Sunday, August 18, 2002

This letter to the Philadelphia Inquirer tells an interesting story of an investment analyst getting slapped with lawsuits and confronted with an unfriendly judge and an unfriendly media.


I earn my living on Wall Street by researching companies I believe to be long on hype and short on substance. Some of the companies I research go beyond hype. Over 30 of the companies I have researched were ultimately discovered to be frauds. They include some of the largest recent Internet and telecom scams. The business press published our opinions about these companies long before their falls.

One of the smallest, least consequential, and most hyped and troubling companies I have researched is headquartered in Philadelphia and headed by Dr. William A. Carter. Hemispherx Biopharma Inc. has been ordered by regulators to stop promoting its drug, Ampligen, because it never had been approved for marketing anywhere despite 30 years of experimentation. It was taken public by Wall Street basement-level brokers who were later criminally convicted of securities fraud, money laundering and stock price manipulation. My research on this company is available on the Internet.


[...]

Philadelphia Common Pleas Court Judge Albert W. Sheppard ruled in favor of Hemispherx and against me in nearly every pre-trial ruling. He made a dubious ruling on jurisdiction even though I hadn't even been in Philadelphia for 20 years and then decided that Hemispherx would be treated as a private plaintiff in his courtroom, even though it is a public company and despite the importance of public debate about the safety of its product. As an added bonus, Sheppard ruled that I could not mention many of the facts my research had uncovered; I was on trial for giving an opinion and was unable to show the jury the factual basis of my opinion.

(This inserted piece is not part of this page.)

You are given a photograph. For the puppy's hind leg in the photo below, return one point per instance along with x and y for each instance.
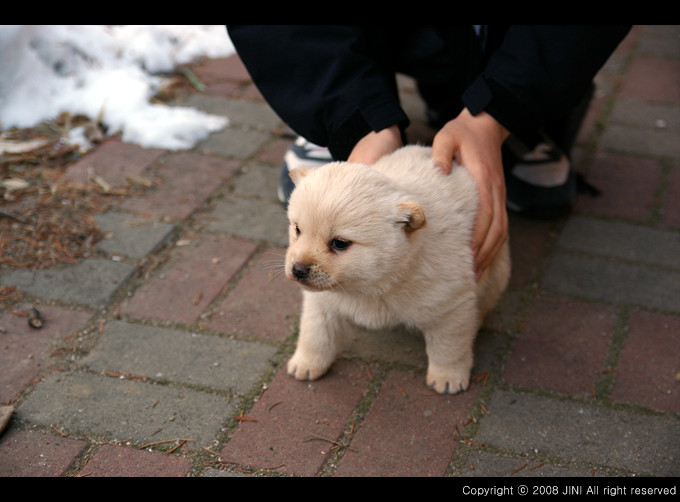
(318, 343)
(449, 347)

Despite the "Sheppard-handicap," I won the jury's verdict on every single point. Then, 12 days before this paper published a story about the trial, Sheppard ordered a new trial. The story calls Sheppard a problem solver and me a problem Sheppard could not solve. What problem did Sheppard need to solve? Are there too many analysts warning investors of possible problems? Who is the problem? An individual who offers the public his opinion or a judge whose aggressive anti-free speech rulings precluded a full airing of the facts about this company?